There was no clear trail but there were posts with numbers on them from number 1 to 45. With no clear trails, you just need to look for the posts. It is actually pretty cool so you know how long you’ve come and how far away you are from the summit. I think it would be no problem doing the hike on your own with no local guide but as it was my first real hike ever, having a guide was much comforting. The hike was beautiful. The scenery was spectacular! There was no cloud so you can see all the way to Faial island. The view made me realized how remote I actually was. I was just half way through and the view was awesome already!!
The higher I was, the steeper the trail got. Hiking turned into a bit of climbing. I was exhausted. It made me realized how out of shape I was but I had to keep going. The old ladies of the age around 50–60 years old from another group were passing us with a smile on their faces and no sign of exhaustion. They gave me some motivation. If they can do it so can I. It was a big effort for me until I got to the crater. Standing at the edge of the crater, the summit seemed to be just a hand reach away!! BUT ooooh it was definitely a lot more than a reach away!

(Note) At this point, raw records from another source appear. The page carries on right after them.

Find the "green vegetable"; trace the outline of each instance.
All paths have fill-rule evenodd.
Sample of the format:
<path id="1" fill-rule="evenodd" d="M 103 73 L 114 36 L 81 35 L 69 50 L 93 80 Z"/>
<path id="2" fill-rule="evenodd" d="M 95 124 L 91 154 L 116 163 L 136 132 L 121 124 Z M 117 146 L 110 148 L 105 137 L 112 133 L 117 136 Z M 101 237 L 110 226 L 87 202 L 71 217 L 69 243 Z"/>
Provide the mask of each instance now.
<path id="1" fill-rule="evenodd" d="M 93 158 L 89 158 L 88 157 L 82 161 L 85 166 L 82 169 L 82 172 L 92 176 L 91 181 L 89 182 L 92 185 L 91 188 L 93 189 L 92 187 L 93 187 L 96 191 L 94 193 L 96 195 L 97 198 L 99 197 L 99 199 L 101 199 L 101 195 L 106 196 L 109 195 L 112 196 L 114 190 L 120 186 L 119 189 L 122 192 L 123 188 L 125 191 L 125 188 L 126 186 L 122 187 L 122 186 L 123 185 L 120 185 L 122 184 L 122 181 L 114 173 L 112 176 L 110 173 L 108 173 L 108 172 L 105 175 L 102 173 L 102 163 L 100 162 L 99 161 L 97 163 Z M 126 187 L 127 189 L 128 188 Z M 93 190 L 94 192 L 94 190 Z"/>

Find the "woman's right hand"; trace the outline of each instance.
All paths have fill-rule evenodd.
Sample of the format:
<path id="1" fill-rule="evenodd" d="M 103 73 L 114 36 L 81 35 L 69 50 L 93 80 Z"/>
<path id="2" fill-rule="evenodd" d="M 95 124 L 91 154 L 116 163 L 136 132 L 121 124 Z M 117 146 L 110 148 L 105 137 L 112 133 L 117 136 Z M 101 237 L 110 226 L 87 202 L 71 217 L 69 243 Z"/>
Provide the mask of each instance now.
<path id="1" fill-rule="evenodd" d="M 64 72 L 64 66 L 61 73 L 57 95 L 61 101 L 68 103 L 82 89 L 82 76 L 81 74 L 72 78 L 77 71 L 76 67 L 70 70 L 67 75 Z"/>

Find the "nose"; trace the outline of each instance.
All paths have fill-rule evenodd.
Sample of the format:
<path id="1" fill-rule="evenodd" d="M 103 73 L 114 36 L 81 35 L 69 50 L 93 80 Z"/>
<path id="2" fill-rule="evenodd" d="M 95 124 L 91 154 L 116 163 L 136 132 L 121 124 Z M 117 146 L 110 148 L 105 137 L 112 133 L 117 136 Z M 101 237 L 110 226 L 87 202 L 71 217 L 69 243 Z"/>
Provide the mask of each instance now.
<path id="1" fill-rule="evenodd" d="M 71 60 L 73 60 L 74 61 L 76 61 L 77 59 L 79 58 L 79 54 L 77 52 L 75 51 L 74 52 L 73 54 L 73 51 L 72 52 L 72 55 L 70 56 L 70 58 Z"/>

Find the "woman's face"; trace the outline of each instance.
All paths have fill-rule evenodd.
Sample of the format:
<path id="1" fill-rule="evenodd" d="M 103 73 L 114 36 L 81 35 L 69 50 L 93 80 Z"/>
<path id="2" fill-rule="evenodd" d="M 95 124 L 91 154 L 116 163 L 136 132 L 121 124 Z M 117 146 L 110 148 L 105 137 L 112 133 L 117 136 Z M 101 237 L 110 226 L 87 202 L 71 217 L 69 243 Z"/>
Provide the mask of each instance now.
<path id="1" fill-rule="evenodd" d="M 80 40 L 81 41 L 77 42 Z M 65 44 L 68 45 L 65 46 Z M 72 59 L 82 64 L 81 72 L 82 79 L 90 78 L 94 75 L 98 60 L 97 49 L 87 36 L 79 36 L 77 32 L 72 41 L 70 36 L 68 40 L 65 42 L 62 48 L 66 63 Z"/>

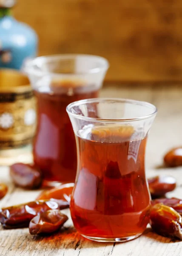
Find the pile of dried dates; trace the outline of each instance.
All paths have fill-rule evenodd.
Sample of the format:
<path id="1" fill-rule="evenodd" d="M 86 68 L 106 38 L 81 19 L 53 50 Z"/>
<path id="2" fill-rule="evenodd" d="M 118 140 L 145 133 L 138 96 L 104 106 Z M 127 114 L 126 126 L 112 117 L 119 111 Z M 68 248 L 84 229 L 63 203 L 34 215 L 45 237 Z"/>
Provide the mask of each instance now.
<path id="1" fill-rule="evenodd" d="M 164 157 L 166 166 L 182 165 L 182 148 L 175 148 Z M 33 189 L 41 186 L 43 176 L 34 165 L 17 163 L 10 167 L 10 176 L 17 186 Z M 164 236 L 182 240 L 182 200 L 167 198 L 165 194 L 176 186 L 171 176 L 148 179 L 152 201 L 150 224 L 153 230 Z M 60 230 L 68 219 L 61 210 L 69 207 L 74 184 L 63 184 L 42 192 L 35 201 L 0 209 L 0 222 L 4 228 L 29 227 L 30 234 L 43 235 Z M 8 191 L 4 184 L 0 184 L 0 199 Z"/>

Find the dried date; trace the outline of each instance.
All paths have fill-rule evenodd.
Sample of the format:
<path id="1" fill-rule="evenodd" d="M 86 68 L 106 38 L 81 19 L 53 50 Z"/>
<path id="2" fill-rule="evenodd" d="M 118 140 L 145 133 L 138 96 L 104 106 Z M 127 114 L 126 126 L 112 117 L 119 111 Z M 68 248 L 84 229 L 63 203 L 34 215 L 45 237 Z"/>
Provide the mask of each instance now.
<path id="1" fill-rule="evenodd" d="M 150 224 L 159 235 L 182 240 L 182 218 L 172 208 L 162 204 L 154 205 L 151 210 Z"/>
<path id="2" fill-rule="evenodd" d="M 182 200 L 175 198 L 159 198 L 152 200 L 152 205 L 157 204 L 162 204 L 173 208 L 182 215 Z"/>
<path id="3" fill-rule="evenodd" d="M 74 186 L 74 183 L 63 184 L 58 187 L 44 190 L 37 198 L 37 200 L 56 198 L 69 202 L 71 195 Z"/>
<path id="4" fill-rule="evenodd" d="M 68 220 L 60 210 L 49 210 L 31 220 L 29 231 L 31 235 L 44 235 L 55 232 Z"/>
<path id="5" fill-rule="evenodd" d="M 173 148 L 164 156 L 164 162 L 169 167 L 182 166 L 182 147 Z"/>
<path id="6" fill-rule="evenodd" d="M 176 186 L 176 179 L 171 176 L 156 176 L 148 179 L 152 198 L 163 196 Z"/>
<path id="7" fill-rule="evenodd" d="M 21 163 L 10 166 L 10 174 L 14 183 L 24 189 L 37 189 L 43 181 L 42 174 L 37 167 Z"/>
<path id="8" fill-rule="evenodd" d="M 3 198 L 7 194 L 8 189 L 6 184 L 0 183 L 0 199 Z"/>
<path id="9" fill-rule="evenodd" d="M 50 209 L 62 209 L 69 207 L 68 202 L 51 199 L 37 200 L 0 209 L 0 222 L 6 229 L 28 227 L 35 216 Z"/>

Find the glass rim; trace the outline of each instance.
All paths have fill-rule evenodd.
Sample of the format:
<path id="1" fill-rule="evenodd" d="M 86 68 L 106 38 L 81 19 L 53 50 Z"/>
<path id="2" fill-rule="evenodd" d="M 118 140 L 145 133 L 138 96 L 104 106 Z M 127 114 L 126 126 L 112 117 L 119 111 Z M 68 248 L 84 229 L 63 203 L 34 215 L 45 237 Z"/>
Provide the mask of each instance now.
<path id="1" fill-rule="evenodd" d="M 134 118 L 123 118 L 120 119 L 102 119 L 98 118 L 97 117 L 89 117 L 88 116 L 80 116 L 79 114 L 76 113 L 73 113 L 71 111 L 71 109 L 73 107 L 79 106 L 81 105 L 83 105 L 85 103 L 99 103 L 107 101 L 111 102 L 118 102 L 120 103 L 129 103 L 131 104 L 135 105 L 140 105 L 144 107 L 148 107 L 152 108 L 154 110 L 153 112 L 149 115 L 146 115 L 139 117 Z M 81 119 L 85 121 L 95 121 L 95 122 L 127 122 L 134 121 L 139 121 L 144 119 L 149 118 L 156 115 L 157 112 L 157 108 L 153 104 L 145 101 L 141 101 L 139 100 L 135 100 L 131 99 L 123 99 L 119 98 L 94 98 L 93 99 L 82 99 L 77 101 L 74 102 L 70 103 L 66 107 L 66 111 L 68 114 L 70 116 L 77 118 L 79 119 Z"/>
<path id="2" fill-rule="evenodd" d="M 55 61 L 60 60 L 66 60 L 74 58 L 76 57 L 85 57 L 85 58 L 90 58 L 93 59 L 99 60 L 100 61 L 100 67 L 94 68 L 91 68 L 87 72 L 80 73 L 60 73 L 56 72 L 49 72 L 48 71 L 44 71 L 42 70 L 36 70 L 34 66 L 38 64 L 39 63 L 40 64 L 43 62 L 46 62 L 51 60 Z M 79 76 L 83 75 L 89 75 L 99 73 L 101 71 L 106 70 L 109 67 L 109 64 L 107 59 L 103 57 L 97 56 L 97 55 L 92 55 L 89 54 L 54 54 L 52 55 L 47 55 L 42 56 L 27 60 L 24 64 L 23 70 L 25 72 L 30 73 L 37 76 L 43 76 L 45 75 L 51 75 L 54 76 Z"/>

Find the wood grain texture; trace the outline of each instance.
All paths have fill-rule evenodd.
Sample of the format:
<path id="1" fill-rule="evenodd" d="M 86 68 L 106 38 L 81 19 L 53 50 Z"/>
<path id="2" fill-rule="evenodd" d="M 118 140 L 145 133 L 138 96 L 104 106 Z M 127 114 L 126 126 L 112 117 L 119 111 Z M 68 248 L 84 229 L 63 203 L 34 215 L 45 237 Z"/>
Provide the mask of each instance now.
<path id="1" fill-rule="evenodd" d="M 121 97 L 148 101 L 156 105 L 159 112 L 152 128 L 147 145 L 148 177 L 172 175 L 177 181 L 176 189 L 169 196 L 182 198 L 182 167 L 165 169 L 162 157 L 171 147 L 181 145 L 182 119 L 180 86 L 166 87 L 139 87 L 113 85 L 105 87 L 102 96 Z M 8 184 L 8 194 L 0 207 L 34 200 L 38 191 L 23 190 L 14 186 L 8 168 L 0 168 L 0 180 Z M 69 214 L 69 210 L 64 211 Z M 124 243 L 98 243 L 85 239 L 78 234 L 70 218 L 61 232 L 50 237 L 37 237 L 28 229 L 0 230 L 0 256 L 181 256 L 182 242 L 172 240 L 152 232 L 150 227 L 139 238 Z"/>
<path id="2" fill-rule="evenodd" d="M 112 81 L 182 81 L 179 0 L 19 0 L 14 13 L 37 31 L 40 55 L 103 56 Z"/>

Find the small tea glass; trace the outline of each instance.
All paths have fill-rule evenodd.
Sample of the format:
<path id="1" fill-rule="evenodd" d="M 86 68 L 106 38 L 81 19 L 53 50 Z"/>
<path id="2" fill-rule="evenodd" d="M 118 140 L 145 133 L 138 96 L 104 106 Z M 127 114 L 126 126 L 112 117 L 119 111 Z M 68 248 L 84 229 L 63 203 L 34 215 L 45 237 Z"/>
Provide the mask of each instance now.
<path id="1" fill-rule="evenodd" d="M 145 154 L 156 108 L 98 98 L 73 102 L 66 109 L 77 145 L 70 204 L 75 227 L 83 236 L 99 241 L 138 237 L 149 221 Z"/>
<path id="2" fill-rule="evenodd" d="M 97 97 L 108 67 L 103 58 L 82 54 L 41 57 L 26 63 L 24 70 L 37 102 L 34 160 L 45 185 L 74 182 L 77 149 L 66 107 L 76 100 Z"/>

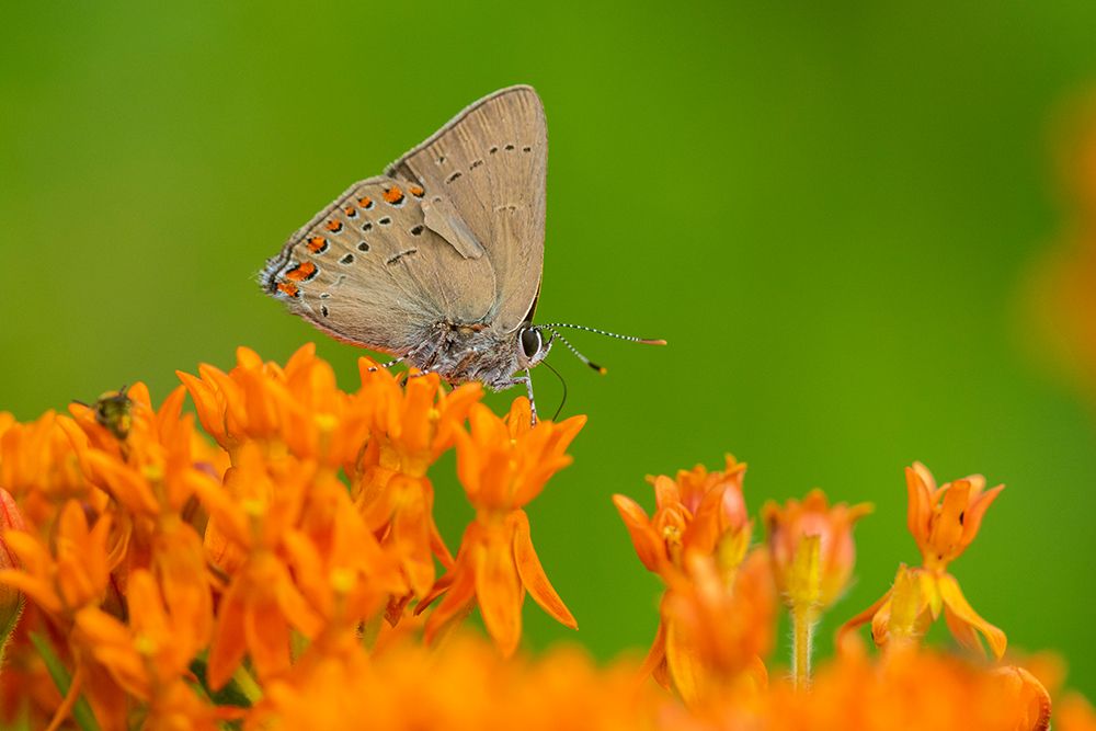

The summiting was hard!! We spent some time climbing up with both our hands and feet! but I made it!! The view from 2,351 meters above sea level was awesome!! I could see nearby islands down below. Little clouds moving beautifully. Everybody was super happy. We took a bunch of pictures then finished the food up there. Stayed there for a bit then we started to climb down to have a bit of a walk in the crater.
I thought the ascent was hard, the descent was even harder. I spent all my energy hiking up so when it was time to come down, I could barely stand still without shaking. I fell on my butt so many times because it was very slippery and I had no strength to stop it. The guide must had seen the desperation in my eyes because he turned around and gave me his trekking stick. It helped me but only a little bit. My energy was still missing. By the time I got to the bottom, I had so many bruises. But I did it!! So proud of myself as this was my first 2,000+ hike with no preparation!! (I did not learn my lesson. A year later I did something 10 times more challenging)
The next day I could not do anything. My whole body was aching and sore. I could barely walk around with crippled legs then went to the airport to catch a flight to my next destination. While waiting, I met a French couple whom I met during the shark diving and they showed me the pictures of breaching whales they saw today during their whale watching trip! My eyes burned with jealousy. I also wanted see whales! Now I gotta see those whales!!